In the following we use the TPCH application, the process can be repeated for any application similarly:
- cleanData.py: this file does the following:
	- It reads the query file ("querylog.csv"), cleans the queries, and writes the cleaned queries in a separate txt file ("clean_querylog.txt")
	- It parses the schema file ("schema.sql") and writes the parsed schema in schema.json. We chose to write it in json because json can directly be read into a python dictionary.
	- It reads the cleaned queries from "clean_querylog.txt", parses each one of them into json format using moz_sql_parser (https://github.com/mozilla/moz-sql-parser), and writes the json in "parsed_queries.json".
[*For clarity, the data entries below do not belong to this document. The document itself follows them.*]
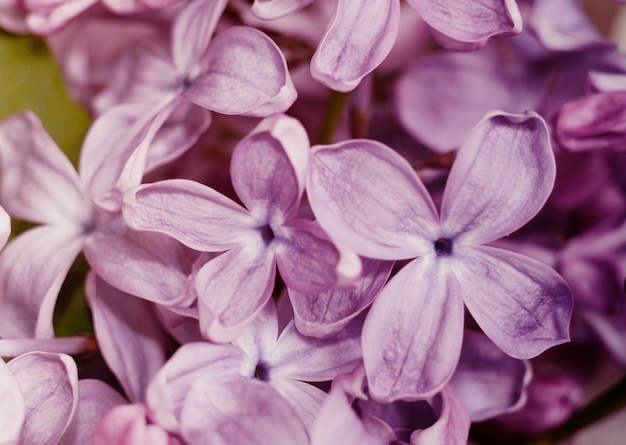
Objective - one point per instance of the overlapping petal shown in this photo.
(357, 40)
(412, 335)
(194, 214)
(482, 203)
(522, 305)
(393, 216)
(229, 86)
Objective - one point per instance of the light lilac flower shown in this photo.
(268, 171)
(369, 198)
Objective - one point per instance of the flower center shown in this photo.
(443, 246)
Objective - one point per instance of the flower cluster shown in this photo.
(314, 222)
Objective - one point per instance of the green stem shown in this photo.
(334, 110)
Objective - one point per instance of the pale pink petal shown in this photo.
(130, 338)
(357, 40)
(229, 86)
(412, 335)
(470, 20)
(393, 217)
(268, 168)
(232, 289)
(33, 267)
(501, 177)
(194, 214)
(39, 184)
(522, 305)
(49, 384)
(242, 411)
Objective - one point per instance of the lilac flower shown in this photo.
(282, 362)
(268, 171)
(369, 198)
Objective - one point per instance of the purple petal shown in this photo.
(49, 384)
(307, 260)
(96, 399)
(273, 9)
(33, 267)
(357, 40)
(148, 265)
(268, 168)
(232, 289)
(12, 406)
(453, 424)
(244, 411)
(325, 314)
(194, 214)
(39, 184)
(593, 123)
(412, 334)
(229, 86)
(192, 362)
(470, 20)
(192, 32)
(130, 338)
(393, 215)
(522, 305)
(500, 179)
(487, 381)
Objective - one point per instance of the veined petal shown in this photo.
(232, 289)
(327, 313)
(268, 168)
(130, 338)
(12, 407)
(49, 384)
(357, 40)
(242, 411)
(470, 20)
(412, 335)
(522, 305)
(39, 184)
(369, 198)
(194, 214)
(500, 179)
(33, 267)
(192, 32)
(307, 260)
(230, 86)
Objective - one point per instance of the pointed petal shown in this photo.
(243, 411)
(33, 267)
(487, 381)
(451, 428)
(12, 406)
(268, 168)
(191, 362)
(192, 32)
(194, 214)
(229, 86)
(39, 184)
(413, 332)
(482, 203)
(96, 399)
(297, 357)
(325, 314)
(130, 338)
(148, 265)
(232, 289)
(368, 197)
(522, 305)
(307, 260)
(470, 21)
(357, 40)
(49, 384)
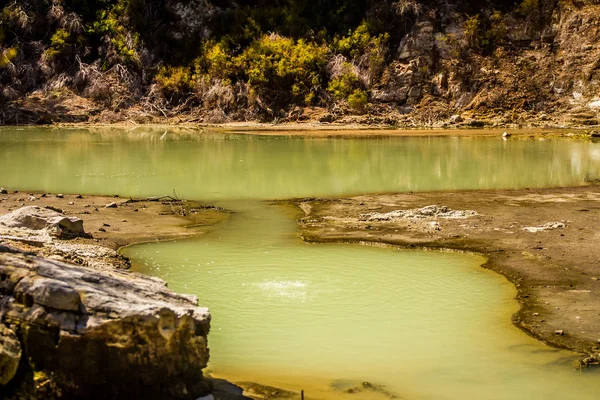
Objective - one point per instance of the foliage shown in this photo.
(528, 7)
(485, 32)
(174, 82)
(60, 44)
(7, 56)
(345, 83)
(110, 25)
(358, 100)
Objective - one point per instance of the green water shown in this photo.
(427, 325)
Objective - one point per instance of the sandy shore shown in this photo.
(130, 221)
(544, 241)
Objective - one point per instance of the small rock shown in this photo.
(10, 354)
(456, 119)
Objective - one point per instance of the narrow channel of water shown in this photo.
(427, 325)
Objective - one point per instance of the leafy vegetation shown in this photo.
(259, 55)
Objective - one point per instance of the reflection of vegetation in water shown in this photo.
(150, 162)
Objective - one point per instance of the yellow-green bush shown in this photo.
(174, 82)
(7, 55)
(122, 39)
(342, 86)
(359, 42)
(60, 43)
(282, 69)
(528, 7)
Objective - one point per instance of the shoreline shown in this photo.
(335, 220)
(555, 273)
(128, 222)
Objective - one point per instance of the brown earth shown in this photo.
(131, 221)
(556, 271)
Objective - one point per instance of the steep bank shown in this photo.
(542, 240)
(401, 63)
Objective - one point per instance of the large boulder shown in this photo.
(97, 334)
(38, 218)
(10, 354)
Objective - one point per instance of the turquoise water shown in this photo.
(427, 325)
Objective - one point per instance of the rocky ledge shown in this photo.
(72, 332)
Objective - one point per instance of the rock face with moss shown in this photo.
(73, 332)
(399, 61)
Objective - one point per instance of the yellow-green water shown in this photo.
(427, 325)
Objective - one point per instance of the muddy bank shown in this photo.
(110, 222)
(543, 240)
- parser.py: traverses the graph to pull out user information, compares it to the ground truth to compute precision and recall for each table. 
In the main function, you have to specify the locations of schema json (schema.json), the parsed queries json (parsed_queries.json), the redaction json (redacted_tpch.json), the ground truth txt (ground_truth_sql.txt), and the virtual tables json (virtual_tables.json). 
Given arguments primary table, primary key, and the starting id, the traverseLevels function will traverse the resulting graph. 
The code assume that a MySQL server is running at port 3306 on localhost with the required database (and data) initialized.

* Additional code files:
(1) graph.py
(2) queryParser.py
(3) traversal.py
(4) heuristics_graph.py
(5) inclusion_dependency.py
(6) data_structures.py
(7) global_vars.py

- graph.py: this file constructs a "graph.txt" file with all the information necessary to construct the graph showing the foreign-key constraints. Visual representation of the graph can be constructed using Graphviz. 
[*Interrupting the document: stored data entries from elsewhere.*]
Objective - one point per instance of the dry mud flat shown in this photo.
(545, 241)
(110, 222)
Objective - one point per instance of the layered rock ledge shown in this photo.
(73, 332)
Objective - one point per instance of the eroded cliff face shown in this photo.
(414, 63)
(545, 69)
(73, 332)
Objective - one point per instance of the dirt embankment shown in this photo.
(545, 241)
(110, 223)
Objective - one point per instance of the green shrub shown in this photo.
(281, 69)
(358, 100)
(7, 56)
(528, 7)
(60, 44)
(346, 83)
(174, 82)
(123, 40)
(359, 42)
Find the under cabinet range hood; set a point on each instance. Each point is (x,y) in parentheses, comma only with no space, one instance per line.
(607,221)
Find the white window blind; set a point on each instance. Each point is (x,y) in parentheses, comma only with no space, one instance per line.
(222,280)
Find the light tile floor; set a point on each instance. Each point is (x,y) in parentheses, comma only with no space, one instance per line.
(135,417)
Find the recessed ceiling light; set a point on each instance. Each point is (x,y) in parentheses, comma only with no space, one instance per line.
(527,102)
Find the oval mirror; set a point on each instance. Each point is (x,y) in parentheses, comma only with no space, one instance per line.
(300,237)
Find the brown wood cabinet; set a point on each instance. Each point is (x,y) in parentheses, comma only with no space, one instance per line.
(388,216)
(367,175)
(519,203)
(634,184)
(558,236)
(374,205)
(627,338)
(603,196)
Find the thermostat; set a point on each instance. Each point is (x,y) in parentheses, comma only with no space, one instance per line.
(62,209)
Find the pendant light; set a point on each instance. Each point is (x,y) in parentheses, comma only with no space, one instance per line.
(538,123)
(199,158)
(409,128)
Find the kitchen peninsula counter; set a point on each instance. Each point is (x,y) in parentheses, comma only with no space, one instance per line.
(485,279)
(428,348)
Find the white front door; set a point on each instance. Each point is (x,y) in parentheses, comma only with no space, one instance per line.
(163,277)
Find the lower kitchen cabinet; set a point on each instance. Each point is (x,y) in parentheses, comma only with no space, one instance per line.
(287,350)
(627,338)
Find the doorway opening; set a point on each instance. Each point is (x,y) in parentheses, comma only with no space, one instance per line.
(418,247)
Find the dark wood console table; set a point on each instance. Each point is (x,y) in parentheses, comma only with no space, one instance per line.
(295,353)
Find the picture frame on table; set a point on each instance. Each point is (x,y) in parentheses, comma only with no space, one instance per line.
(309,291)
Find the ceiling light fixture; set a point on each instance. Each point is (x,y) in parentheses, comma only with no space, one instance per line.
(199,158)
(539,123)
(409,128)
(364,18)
- queryParser.py: this file reads the parsed json queries from "parsed_queries.json" to infer the foreign-key constraints.

- traversal.py: this file traverses the relationship graph and extracts data.

- heuristics_graph.py: this file creates a relationship graph using data-driven methods.

- inclusion_dependency.py: this file runs all the data-driven methods to identify inclusion dependencies.

- data_structures.py: this file contains the global class definitions for the data structures used.

- global_vars.py: this file contains the global variable definitions.

* Configuration and data files (for each application):
(1) schema.sql: schema of the database
(2) querylog.csv: query log from the run of the application
(3) app_settings.py: configuration file for each of the graphs and paths to data files, and customization files

* Libraries needed to run the project:
(1) Python3
(2) Graphviz
(3) moz_sql_parser

* How to run the project?
(1) Run python3 cleanData.py (this takes a lot of time since it is parsing the queries)
(2) Run python3 parser.py -- this automatically calls graph.py to generate the graph and outputs the precision and recall for each table. (this is very fast)
(3) [Optional] Run dot -Tpdf graph.txt  -o graph.pdf (this generates the visual representation of join graph using Graphviz)

* Note: You only need to run cleanData.py once! Once all the parsing is done, you can just make changes to parser.py and graph.py without spending a lot of time re-generating the same parsed queries. Of course, if you change your queries, then you need to re-run cleanData.py again.